The best way to deal with this is to wait until the element is visible. The library that controls the browser should offer such a method in order to efficiently wait until a condition is met. When the page renders fast, the waiting time will be short.

The bad practice here is to wait for a fixed amount of time instead of waiting for a condition. The amount of time might not suffice if the page happens to be a bit slower than usual, so we’re back to a flaky test. And if the page happens to be faster than usual, we’re waisting time waiting for nothing.

Asynchronous code bugs

This is specific to JavaScript when writing tests requires using promises or async/await. It is possible to make a mistake and call a function that returns a promise without awaiting it. This can easily lead to a flaky test.

Careful code reviews help catching these problems. As this pitfall typically leads to an evergreen test, try to validate your test does what it is supposed to be doing by trying to make it fail. If the test stays green no matter what, you might be missing an await keyword.

Animations

Animations can be responsible for brittle tests. If an animation takes a bit longer to complete, the animated element might moving or resizing within the page. A test that tries to interact with that element (e.g. click it) might fail. A typical error message in this case mentions that “another element would receive the click event”.

Please note that this might affect even animations that render very fast on your local computer. Things might run slower on the CI server (and they most likely will).
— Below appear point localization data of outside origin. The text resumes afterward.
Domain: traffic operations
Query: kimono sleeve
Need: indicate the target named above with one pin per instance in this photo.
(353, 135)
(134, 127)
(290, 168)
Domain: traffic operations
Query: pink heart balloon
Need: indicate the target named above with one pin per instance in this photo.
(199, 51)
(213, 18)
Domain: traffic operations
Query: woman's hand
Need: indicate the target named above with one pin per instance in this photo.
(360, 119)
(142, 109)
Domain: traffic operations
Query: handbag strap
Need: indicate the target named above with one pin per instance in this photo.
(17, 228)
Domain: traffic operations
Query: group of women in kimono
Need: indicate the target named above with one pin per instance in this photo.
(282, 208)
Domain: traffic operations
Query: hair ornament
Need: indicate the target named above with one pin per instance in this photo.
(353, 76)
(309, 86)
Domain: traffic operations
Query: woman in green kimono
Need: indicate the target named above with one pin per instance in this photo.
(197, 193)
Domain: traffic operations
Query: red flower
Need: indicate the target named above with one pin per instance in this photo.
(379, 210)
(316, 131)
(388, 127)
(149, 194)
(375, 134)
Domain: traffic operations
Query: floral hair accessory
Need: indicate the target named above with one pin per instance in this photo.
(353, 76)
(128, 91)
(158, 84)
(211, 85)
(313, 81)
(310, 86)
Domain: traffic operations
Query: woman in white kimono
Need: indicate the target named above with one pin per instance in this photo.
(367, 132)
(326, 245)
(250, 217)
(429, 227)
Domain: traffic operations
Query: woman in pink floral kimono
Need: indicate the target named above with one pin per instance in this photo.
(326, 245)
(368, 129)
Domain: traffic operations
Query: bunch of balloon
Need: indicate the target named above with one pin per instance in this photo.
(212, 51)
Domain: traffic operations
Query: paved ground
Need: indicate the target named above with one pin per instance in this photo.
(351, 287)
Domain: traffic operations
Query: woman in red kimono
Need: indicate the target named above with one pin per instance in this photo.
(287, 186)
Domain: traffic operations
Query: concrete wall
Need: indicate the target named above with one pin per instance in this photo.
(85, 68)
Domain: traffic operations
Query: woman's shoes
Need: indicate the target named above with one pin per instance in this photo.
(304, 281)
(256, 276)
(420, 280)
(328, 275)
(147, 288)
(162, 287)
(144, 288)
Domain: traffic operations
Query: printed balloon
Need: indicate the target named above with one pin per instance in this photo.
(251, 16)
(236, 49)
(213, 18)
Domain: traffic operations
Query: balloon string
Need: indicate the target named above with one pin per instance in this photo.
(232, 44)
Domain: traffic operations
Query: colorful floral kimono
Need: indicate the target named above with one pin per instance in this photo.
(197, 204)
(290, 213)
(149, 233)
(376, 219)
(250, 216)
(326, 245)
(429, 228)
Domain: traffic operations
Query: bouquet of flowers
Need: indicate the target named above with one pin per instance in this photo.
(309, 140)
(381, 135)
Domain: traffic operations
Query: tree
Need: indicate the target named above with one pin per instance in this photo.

The technique I use here is a custom workaround, as I don’t know an out of the box way to wait for an element to stop moving or resizing. I get the location and size of the element that I expect that will be animated. I wait a few milliseconds (e.g. 50-100). I get the location and size again. If they differ, the element’s animation is still in progress.

Timeout

This is specific to Angular/Protractor/Jasmine but might apply to other frameworks. It is not possible for these frameworks to know if your test is slow or stuck. After a certain timeout, the tests fail.

This might be because a test is doing too many things, which on a slower day takes longer to execute. Breaking the test down to smaller parts might help not only the stability but also the readability of the code.

Reproducing flaky tests

A common frustration with flaky tests is that they’re difficult to reproduce locally. They might fail or pass on the CI server, but they always pass locally.
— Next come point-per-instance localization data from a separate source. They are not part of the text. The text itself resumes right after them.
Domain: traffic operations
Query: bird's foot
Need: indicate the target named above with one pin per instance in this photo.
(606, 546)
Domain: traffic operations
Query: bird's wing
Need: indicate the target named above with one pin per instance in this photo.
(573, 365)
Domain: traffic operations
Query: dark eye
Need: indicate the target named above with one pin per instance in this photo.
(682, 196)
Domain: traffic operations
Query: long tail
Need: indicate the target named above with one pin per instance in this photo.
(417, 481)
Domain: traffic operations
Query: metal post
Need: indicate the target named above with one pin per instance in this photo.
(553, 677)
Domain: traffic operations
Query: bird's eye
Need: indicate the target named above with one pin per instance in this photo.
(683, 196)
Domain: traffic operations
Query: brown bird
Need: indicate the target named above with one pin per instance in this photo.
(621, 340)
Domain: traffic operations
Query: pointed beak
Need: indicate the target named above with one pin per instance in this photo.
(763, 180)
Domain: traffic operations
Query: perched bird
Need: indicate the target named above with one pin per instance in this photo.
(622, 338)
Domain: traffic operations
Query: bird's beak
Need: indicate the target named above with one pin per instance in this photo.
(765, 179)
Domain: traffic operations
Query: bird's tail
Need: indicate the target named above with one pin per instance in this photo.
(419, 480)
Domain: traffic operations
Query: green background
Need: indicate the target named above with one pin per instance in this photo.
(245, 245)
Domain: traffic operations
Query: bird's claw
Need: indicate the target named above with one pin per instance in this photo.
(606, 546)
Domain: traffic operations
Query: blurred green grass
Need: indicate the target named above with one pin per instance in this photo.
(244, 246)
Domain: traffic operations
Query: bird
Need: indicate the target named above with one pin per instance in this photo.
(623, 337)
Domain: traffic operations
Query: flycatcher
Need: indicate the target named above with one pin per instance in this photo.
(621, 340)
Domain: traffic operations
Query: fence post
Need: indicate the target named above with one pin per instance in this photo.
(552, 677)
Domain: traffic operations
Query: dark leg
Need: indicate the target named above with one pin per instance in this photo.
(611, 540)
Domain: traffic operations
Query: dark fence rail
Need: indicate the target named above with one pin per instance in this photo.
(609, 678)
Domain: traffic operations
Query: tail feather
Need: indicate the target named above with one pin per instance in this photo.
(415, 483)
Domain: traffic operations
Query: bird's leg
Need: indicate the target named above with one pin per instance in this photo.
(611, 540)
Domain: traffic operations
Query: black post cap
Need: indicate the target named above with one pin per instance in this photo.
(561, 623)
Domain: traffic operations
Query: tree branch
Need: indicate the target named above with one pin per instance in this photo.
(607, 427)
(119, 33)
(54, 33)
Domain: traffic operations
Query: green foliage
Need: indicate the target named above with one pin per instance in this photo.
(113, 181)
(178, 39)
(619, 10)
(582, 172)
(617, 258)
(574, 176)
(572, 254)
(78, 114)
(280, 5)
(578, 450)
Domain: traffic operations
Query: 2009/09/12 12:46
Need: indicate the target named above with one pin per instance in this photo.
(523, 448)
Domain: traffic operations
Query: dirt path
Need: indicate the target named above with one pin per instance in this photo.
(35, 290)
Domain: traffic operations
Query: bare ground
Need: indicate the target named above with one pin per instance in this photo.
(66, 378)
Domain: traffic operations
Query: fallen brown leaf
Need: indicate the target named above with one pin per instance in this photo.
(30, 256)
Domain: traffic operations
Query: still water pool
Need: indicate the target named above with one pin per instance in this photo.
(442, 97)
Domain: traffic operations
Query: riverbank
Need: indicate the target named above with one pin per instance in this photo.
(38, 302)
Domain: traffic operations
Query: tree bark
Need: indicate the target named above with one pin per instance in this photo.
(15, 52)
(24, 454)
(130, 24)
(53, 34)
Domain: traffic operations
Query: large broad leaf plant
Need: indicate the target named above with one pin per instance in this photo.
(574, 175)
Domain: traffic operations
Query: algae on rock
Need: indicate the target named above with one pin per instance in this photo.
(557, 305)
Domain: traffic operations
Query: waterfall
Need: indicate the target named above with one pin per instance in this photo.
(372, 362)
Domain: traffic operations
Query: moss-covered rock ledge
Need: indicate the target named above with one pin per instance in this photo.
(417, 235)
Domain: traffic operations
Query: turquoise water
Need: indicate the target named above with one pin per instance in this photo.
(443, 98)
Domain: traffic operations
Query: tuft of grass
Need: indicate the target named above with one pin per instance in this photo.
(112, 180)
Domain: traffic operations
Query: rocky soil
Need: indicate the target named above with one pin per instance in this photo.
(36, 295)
Instability might be caused by one test affecting another. This shouldn’t happen of course. When you’re debugging a test locally, keep in mind that in order to reproduce the failure you might need to run it together with other tests.

A good test does not interfere with other tests. It can run alone, or with other tests, in any order.

Another reason that tests fail on the CI server but not locally is the better performance of your computer. The CI server typically will be slower, which will increase the chance of a flaky test. To reproduce that locally, I run the tests inside a Docker container with throttled CPU.

Flaky tests should be fixed

It is important to make sure the CI pipeline stays reliable. Fixing flaky tests should therefore be prioritized. Create a Jira ticket so that the problem is known to everyone and make sure it gets picked up in the current or in the next sprint.

The worst way to deal with flaky tests is to disable them in the code. Based on my experience, if you do that, chances are you’ll never get around to fixing them. The code won’t even compile by the time someone has a look at them.

Happy ending

Flaky tests is nothing but code and logs, and a good developer is like a good detective. With a little bit of patience, the problem can be found and fixed.